Shift-Left IaC: Building a Tested Terraform Module Factory with MiniStack
At AS Inc Example we decided to use Terraform as our cloud provisioning tool after a long debate about using an alternative approach with a Kubernetes operator. Many of our engineers are already familiar with Terraform structure language and it usually is the balance point when you compare with other solutions like Pulumi and Crossplane. We do evaluate these tools, they are amazing, but using a standard tool like Terraform, or its open-source version OpenTofu, sounds like a straight forward path. In favor of Crossplane, we can highlight the same Kubernetes configuration language and a constant loop to detect and fix configuration drifts. However, it has the same Chicken and egg paradox issue as we discussed in our previous post: that we should have a Kubernetes cluster up and running to start deploying cloud infrastructure, but to have a Kubernetes cluster we need to implement it using code. We are convinced that we will return to it soon, as our company expands in the direction of multiple teams and microservices.
The Standard
To keep everything in the same pattern and easy to review, we decided to use internal terraform tools such as terraform fmt and terraform validate. The fmt command option formats the code and makes it easy to read. Besides, it can be used in the CI/CD workflow to verify after a commit.

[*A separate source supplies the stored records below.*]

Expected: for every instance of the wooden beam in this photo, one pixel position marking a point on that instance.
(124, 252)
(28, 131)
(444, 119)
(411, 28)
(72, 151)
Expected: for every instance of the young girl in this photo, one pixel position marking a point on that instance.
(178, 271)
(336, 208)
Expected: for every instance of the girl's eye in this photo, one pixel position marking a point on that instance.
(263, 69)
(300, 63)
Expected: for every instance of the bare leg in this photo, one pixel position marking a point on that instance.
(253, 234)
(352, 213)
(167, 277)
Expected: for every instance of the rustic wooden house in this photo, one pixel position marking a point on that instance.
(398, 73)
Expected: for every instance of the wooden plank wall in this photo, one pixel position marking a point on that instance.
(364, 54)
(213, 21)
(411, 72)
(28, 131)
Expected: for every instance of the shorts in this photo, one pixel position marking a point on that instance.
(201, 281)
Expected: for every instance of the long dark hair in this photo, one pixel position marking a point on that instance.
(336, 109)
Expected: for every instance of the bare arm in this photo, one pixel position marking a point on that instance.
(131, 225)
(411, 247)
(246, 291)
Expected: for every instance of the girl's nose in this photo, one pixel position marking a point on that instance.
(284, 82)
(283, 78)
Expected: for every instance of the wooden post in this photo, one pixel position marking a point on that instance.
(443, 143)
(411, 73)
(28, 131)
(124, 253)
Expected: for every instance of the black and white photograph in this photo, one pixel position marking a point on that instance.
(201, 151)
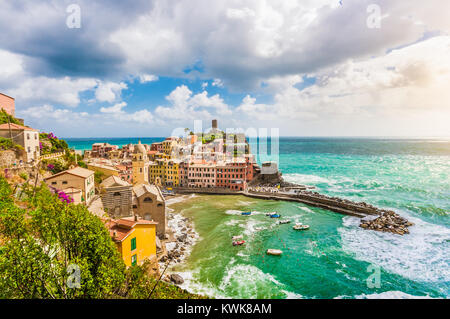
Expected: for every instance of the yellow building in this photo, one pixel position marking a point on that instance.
(165, 172)
(172, 177)
(168, 144)
(157, 171)
(140, 165)
(106, 170)
(135, 239)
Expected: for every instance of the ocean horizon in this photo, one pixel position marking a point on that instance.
(409, 176)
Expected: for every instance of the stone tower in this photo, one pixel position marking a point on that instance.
(140, 165)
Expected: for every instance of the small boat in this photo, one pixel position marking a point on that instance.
(274, 252)
(300, 226)
(238, 243)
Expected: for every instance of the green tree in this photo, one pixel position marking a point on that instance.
(39, 244)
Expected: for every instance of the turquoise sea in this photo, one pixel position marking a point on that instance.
(335, 258)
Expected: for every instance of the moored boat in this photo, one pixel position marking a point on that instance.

In contrast with validate which requires a pre-initialization using init is doable inside a CI/CD.
Another tool that we adopted to keep our higher standards was TFLint, and this is very common in many CI/CD workflows. It can validate our code and find missing good practices, for instance, a variable without a type. Our workflow.
We decided to have a central repository with all Terraform modules and we should version each module individually. Using modules makes it easy to reuse code, avoiding anyone to start from scratch on every new project and we can make sure that we can apply any security policies in bulk because we do have a central place to target. For instance, we should have a AWS S3 bucket module with public access disabled and it will guarantee that no new S3 will become public.
To test the code, we discussed internally the usage of frameworks like Terratest and builtin method with terraform test. Both methods have their own limitations and benefits, such as Terratest is a Go framework and we can have new engineers coming who are not comfortable with it and terraform test will not give the full capabilities that we can have with a real programming language. As of now, we decided to start with Terraform test and require at least one assertion to verify if our module is working properly.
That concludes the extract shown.